O 3.º período escolar começou esta semana, após umas férias da Páscoa mais
reduzidas do que o habitual, pelo facto de no início do ano o regresso às aulas
ter sido adiado uma semana devido aos valores da pandemia então, mantendo-se ainda
a obrigatoriedade do uso de máscara, para desagrado de pais, professores e
diretores escolares, que as devem usar, seja nas creches, seja, nos estabelecimentos
de educação pré-escolar, seja nas escolas básicas e secundárias.
Os médicos são mais cautelosos, tendo em conta os ajuntamentos desta época
festiva.
As normas de prevenção foram renovadas a 15 de março, mantendo-se a
obrigatoriedade de máscara nos espaços interiores, com exceção de bares e
discotecas. E o último Conselho de
Ministros prorrogou a “situação de alerta” até ao dia 22, o que significa que
os alunos regressam à escola de máscara.
O presidente da CONFAP (Confederação Nacional das
Associações de Pais), recordando que no início do 2.º período esperava que no 3.º já não se
usasse a máscara, ficou desiludido quando viu que isso não acontecia, aduzindo
que as máscaras “são um fator
perturbador das escolas, não só na aprendizagem – dependendo da faixa etária –,
mas também a nível mental e social”, pois “estamos a usar máscara há muito
tempo”, o que “não devia ser de uso obrigatório”.
Uma das justificações que encontra para o facto de a norma se manter é que “se
diabolizou o espaço escolar”, o que sente injusto. Com efeito, “as crianças
foram vacinadas e as escolas deram prova de grande maturidade e segurança na
forma como reagiram à pandemia”. Porém, a informação deficiente ou confusa
gerou “um grande alarmismo na sociedade”.

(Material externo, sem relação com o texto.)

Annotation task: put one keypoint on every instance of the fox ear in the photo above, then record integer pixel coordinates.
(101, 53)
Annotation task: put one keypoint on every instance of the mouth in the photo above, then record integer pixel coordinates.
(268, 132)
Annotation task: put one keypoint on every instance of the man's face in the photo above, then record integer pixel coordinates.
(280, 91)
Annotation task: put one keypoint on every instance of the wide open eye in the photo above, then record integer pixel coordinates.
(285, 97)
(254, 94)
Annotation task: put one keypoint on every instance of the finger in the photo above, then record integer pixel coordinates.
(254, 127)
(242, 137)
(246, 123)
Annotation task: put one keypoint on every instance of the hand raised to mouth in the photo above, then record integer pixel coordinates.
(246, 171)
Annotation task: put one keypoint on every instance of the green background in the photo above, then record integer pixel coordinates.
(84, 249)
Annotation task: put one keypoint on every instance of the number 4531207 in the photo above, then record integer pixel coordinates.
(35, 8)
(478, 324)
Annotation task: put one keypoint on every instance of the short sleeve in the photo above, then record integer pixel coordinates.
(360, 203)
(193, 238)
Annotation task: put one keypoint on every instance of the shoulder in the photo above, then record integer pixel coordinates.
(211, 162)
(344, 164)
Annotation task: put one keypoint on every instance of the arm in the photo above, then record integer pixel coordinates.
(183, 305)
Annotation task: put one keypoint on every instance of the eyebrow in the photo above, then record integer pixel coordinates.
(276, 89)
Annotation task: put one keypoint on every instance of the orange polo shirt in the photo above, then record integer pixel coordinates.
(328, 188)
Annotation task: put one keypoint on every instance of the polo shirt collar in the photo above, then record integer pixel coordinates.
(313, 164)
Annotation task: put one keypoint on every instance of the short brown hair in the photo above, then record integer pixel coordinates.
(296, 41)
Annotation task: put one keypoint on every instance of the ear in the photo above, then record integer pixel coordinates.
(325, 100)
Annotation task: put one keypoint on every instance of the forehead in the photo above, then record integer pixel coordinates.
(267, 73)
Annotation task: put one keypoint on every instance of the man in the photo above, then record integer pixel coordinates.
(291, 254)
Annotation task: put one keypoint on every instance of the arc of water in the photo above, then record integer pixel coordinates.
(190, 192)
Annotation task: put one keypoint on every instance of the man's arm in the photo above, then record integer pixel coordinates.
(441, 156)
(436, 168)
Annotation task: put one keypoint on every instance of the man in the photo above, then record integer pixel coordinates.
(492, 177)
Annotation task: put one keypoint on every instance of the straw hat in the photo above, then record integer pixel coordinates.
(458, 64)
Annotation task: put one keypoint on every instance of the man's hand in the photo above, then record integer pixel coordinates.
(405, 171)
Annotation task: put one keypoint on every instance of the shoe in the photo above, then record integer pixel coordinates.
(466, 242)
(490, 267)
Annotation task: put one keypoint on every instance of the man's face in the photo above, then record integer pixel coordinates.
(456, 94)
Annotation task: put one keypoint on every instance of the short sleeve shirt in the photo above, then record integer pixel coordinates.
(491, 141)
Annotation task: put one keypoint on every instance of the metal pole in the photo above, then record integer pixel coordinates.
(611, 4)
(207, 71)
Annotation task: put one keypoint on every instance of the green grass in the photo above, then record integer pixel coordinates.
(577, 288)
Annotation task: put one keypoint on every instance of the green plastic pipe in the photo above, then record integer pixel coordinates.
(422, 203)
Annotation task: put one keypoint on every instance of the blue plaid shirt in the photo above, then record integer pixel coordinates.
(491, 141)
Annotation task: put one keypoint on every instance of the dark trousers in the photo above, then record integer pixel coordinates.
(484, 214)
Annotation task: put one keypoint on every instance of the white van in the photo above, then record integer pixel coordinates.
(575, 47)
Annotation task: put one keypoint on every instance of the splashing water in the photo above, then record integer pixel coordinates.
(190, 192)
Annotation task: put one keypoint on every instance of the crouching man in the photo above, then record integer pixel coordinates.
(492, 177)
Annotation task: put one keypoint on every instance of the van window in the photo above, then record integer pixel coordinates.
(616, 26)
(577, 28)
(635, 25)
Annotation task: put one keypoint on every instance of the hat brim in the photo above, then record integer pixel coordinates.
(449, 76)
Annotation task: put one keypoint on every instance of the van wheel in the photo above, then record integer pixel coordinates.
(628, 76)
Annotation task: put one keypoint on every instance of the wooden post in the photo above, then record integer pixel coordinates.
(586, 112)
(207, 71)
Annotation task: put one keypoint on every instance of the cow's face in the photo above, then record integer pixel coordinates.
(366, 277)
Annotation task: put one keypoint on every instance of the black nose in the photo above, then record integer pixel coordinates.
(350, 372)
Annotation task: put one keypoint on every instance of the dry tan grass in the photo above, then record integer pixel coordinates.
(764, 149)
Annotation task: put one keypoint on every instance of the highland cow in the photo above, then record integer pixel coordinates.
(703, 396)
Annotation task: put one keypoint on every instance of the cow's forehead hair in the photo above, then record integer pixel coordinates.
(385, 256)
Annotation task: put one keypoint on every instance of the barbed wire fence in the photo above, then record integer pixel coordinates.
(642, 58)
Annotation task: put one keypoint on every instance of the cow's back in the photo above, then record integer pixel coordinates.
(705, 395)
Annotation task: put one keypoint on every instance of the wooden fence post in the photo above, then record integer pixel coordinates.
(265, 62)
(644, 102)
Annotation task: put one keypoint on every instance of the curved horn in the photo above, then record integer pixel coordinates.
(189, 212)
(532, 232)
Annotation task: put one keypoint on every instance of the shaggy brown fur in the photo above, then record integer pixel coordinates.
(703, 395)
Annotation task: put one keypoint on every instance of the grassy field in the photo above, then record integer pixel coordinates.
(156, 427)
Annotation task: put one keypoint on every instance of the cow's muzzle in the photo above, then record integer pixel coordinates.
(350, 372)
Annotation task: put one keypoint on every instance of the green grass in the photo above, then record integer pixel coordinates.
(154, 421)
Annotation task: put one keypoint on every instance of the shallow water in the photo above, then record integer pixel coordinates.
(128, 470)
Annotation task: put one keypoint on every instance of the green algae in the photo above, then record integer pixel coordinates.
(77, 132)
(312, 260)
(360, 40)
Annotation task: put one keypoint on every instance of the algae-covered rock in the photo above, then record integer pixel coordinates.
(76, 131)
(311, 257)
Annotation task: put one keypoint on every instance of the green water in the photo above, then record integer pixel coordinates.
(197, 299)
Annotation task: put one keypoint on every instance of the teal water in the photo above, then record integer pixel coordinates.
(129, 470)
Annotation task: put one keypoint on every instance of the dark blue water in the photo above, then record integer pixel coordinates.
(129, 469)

Também Paula Carqueja, presidente da ANP (Associação
Nacional dos Professores), considera a informação como um dos pontos críticos e defende que a
máscara deixe de ser obrigatória, mas precisa de mais explicações e explicita:
“Em termos de socialização das nossas crianças
e da colocação da voz dos professores, devíamos deixar de usar a máscara e
arejar as instalações. Mas, tendo em conta o número de casos, consideramos que
a Diretora-Geral da Saúde deveria vir a público dar uma mensagem esclarecedora
do porquê de as escolas se manterem com máscara. Daria mais confiança aos
professores e aos pais e, provavelmente, haveria menos desconforto da nossa
parte, porque tínhamos maior conhecimento da realidade.”.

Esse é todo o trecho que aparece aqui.